Dawid ze strony bliskich ofiar i poszkodowanych zazwyczaj doświadcza ponaglania, nawet wyzywania i ataków fizycznych. Jak przyznaje, „ta agresja bliskich poszkodowanych jest dosyć częsta". – Ale zdarza się, że ta osoba za dwa dni przychodzi do nas z bukietem kwiatów, przeprasza, mówi, że nawet sobie nie wyobrażała, że tak się może zachować – zaznacza jednocześnie. Drugie oblicze wypadku ma dla niego grymas ludzkiej rozpaczy. I to właśnie ją, jego zdaniem, najtrudniej wymazać z pamięci. – Słowa, obrazy zostają w głowie, wracają czasem i wtedy człowiek rozmyśla. To wszystko gdzieś się odkłada.
A jak się odkłada, to prędzej czy później wychodzi, czasem większym rozdrażnieniem, wycofaniem się z życia poza pracą i domem, czasem w zmianie charakteru, pogorszeniu relacji z bliskimi. Psycholog transportu Rafał Gromny dodaje, że uczestnictwo w wydarzeniach związanych z wypadkami może przekładać się na aktywizację: zaburzeń depresyjnych, lękowych, obsesyjno-kompulsyjnych czy też zespołu stresu pourazowego (PTSD). To dlatego, jak wyjaśnia, „pracownicy służb ratunkowych muszą odznaczać się pewnymi właściwościami charakterologicznymi, większą wytrzymałością, umiejętnością pracy zespołowej, samokontrolą w zakresie własnych emocji". Ważne jest ponadto, by mieli „poukładaną sytuację rodzinną". – Jak silnego charakteru by człowiek nie miał, uczestnictwo w wypadkach, czy to w roli świadka, czy ratownika, jest sytuacją, która przekłada się na radzenie sobie w codziennym funkcjonowaniu – wyjaśnia. Dlatego pracownicy służb ratunkowych są zobligowani do okresowych badań psychologicznych. – Sprawdza się podczas nich, w jaki sposób uczestnictwo w wydarzeniu kryzysowym, traumatycznym przełożyło się na ich funkcjonowanie w obszarze osobowościowym, w zakresie radzenia sobie ze stresem, w funkcjonowaniu społeczno-emocjonalnym. Te wszystkie aspekty mają wręcz olbrzymie znaczenie.
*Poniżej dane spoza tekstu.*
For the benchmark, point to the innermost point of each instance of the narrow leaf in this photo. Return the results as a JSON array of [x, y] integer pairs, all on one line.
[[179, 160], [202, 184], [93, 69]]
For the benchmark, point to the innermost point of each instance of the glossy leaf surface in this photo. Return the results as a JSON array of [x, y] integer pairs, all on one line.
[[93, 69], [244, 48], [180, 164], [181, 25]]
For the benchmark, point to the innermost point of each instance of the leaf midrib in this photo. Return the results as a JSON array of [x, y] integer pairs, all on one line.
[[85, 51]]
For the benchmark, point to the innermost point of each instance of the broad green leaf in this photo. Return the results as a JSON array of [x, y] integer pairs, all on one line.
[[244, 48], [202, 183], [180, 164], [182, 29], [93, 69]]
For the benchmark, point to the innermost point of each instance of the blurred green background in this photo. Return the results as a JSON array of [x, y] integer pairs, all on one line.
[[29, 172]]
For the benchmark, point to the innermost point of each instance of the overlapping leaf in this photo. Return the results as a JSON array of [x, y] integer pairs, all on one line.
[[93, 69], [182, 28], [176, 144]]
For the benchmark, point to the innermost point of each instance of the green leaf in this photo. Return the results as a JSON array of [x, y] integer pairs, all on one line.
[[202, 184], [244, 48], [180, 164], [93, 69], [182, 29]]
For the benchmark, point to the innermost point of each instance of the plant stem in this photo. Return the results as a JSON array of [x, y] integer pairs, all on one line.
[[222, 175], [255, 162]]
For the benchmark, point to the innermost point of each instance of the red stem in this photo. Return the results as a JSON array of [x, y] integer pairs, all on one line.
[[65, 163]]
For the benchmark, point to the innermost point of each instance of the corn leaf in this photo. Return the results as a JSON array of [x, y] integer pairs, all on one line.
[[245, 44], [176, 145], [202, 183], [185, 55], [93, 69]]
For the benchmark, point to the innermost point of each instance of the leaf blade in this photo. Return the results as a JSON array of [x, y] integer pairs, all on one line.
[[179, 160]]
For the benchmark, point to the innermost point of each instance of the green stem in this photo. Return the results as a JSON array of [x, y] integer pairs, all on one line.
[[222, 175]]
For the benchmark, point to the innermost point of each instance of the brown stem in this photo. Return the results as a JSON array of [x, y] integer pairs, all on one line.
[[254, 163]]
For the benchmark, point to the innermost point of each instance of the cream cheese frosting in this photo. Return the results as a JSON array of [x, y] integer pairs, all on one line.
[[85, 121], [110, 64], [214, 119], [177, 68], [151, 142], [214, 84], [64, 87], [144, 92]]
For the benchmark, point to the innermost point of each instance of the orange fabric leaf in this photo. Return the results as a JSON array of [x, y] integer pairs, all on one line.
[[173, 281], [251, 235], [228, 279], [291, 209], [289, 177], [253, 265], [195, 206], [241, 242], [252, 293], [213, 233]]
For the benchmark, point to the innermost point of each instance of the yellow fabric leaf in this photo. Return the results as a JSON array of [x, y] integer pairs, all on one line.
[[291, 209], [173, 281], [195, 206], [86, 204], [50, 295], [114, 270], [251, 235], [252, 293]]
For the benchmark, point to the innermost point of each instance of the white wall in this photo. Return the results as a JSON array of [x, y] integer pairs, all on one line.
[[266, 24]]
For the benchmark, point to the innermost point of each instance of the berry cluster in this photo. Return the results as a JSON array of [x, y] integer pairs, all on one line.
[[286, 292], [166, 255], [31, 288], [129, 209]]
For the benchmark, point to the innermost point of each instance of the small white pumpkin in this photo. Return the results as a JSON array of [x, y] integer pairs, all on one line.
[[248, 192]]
Dawid z Drogi Ratownika przyznaje, że pod względem psychicznym „początki są trudne". Rozwijamy temat i młody strażak-ratownik przyznaje, że „jak się przez to przebrnie, to później doświadczenie, świadomość, zrozumienie pomagają to jakoś znosić". – Człowiek jest trochę jak karaluch, do wszystkiego się prędzej czy później przystosuje – śmieje się. – No i przystosowujemy się, bo nie ma innego wyjścia.